That’s awesome. Thank you. 

On Thu, Sep 3, 2020 at 12:31 AM Satish Patel <satish.txt@gmail.com> wrote:
Mohammed,



Dis-regard my earlier emails. i found senlin does auto-healing. you

need to create a health policy and attach it to your cluster.



Here is my policy I created to monitor nodes' heath and if for some

reason it dies or crashes, senlin will auto create that instance to

fulfill the need.



type: senlin.policy.health

version: 1.1

description: A policy for maintaining node health from a cluster.

properties:

  detection:

    # Number of seconds between two adjacent checking

    interval: 60



    detection_modes:

      # Type for health checking, valid values include:

      # NODE_STATUS_POLLING, NODE_STATUS_POLL_URL, LIFECYCLE_EVENTS

      - type: NODE_STATUS_POLLING



  recovery:

    # Action that can be retried on a failed node, will improve to

    # support multiple actions in the future.
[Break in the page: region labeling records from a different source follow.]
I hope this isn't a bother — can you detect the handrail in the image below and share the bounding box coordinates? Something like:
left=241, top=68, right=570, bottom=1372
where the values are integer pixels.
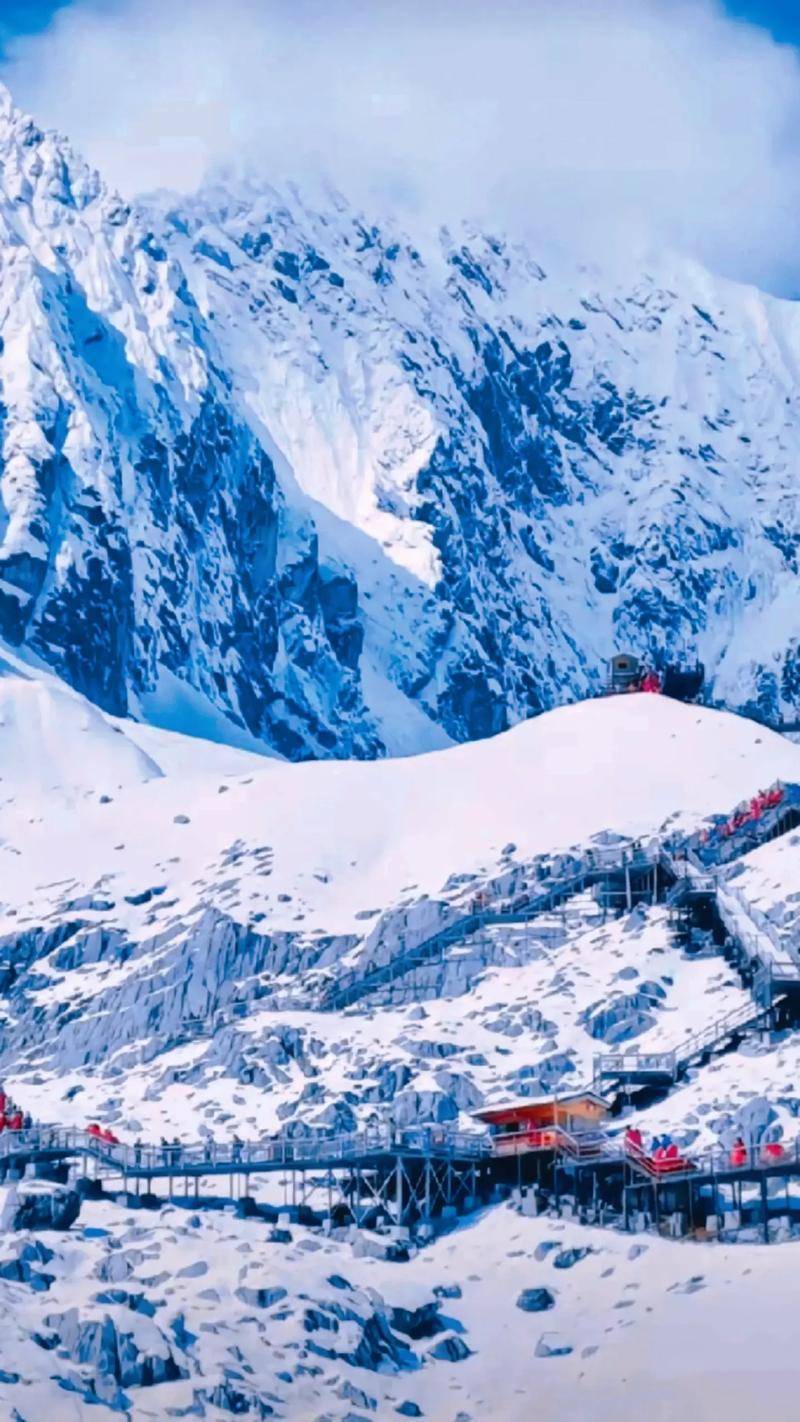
left=0, top=1125, right=490, bottom=1176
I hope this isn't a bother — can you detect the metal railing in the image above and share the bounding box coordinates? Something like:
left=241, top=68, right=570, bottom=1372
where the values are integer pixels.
left=0, top=1125, right=492, bottom=1176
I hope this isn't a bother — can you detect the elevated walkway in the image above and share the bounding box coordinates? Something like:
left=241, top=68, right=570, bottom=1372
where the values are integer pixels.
left=320, top=855, right=656, bottom=1012
left=594, top=1003, right=773, bottom=1094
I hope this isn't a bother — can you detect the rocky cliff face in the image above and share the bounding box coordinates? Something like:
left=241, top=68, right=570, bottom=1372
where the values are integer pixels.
left=0, top=84, right=800, bottom=758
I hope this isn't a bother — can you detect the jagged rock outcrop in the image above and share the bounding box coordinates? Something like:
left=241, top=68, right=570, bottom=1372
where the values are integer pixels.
left=0, top=79, right=800, bottom=758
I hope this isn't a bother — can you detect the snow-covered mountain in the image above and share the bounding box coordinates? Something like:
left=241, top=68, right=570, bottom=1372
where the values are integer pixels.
left=0, top=79, right=800, bottom=758
left=0, top=653, right=800, bottom=1422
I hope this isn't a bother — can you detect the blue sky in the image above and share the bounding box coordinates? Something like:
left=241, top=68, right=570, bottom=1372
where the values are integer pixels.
left=0, top=0, right=800, bottom=296
left=0, top=0, right=800, bottom=44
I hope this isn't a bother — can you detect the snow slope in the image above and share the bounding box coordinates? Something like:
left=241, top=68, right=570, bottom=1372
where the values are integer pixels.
left=0, top=684, right=800, bottom=933
left=0, top=671, right=800, bottom=1422
left=0, top=80, right=800, bottom=759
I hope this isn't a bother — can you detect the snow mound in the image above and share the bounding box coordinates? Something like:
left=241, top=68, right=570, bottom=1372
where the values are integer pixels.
left=0, top=675, right=161, bottom=799
left=0, top=683, right=800, bottom=937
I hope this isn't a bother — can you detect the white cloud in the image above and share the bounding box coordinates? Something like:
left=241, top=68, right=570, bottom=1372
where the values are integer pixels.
left=6, top=0, right=800, bottom=289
Valid values include:

    # REBOOT, REBUILD, RECREATE

    actions:

      - name: RECREATE





** Here is the POC



[root@os-infra-1-utility-container-e139058e ~]# nova list

+--------------------------------------+---------------+--------+------------+-------------+-------------------+

| ID                                   | Name          | Status | Task

State | Power State | Networks          |

+--------------------------------------+---------------+--------+------------+-------------+-------------------+

| 38ba7f7c-2f5f-4502-a5d0-6c4841d6d145 | cirros_server | ACTIVE | -

      | Running     | net1=192.168.1.26 |

| ba55deb6-9488-4455-a472-a0a957cb388a | cirros_server | ACTIVE | -

      | Running     | net1=192.168.1.14 |

+--------------------------------------+---------------+--------+------------+-------------+-------------------+



** Lets delete one of the nodes.



[root@os-infra-1-utility-container-e139058e ~]# nova delete

ba55deb6-9488-4455-a472-a0a957cb388a

Request to delete server ba55deb6-9488-4455-a472-a0a957cb388a has been accepted.



** After a few min i can see RECOVERING nodes.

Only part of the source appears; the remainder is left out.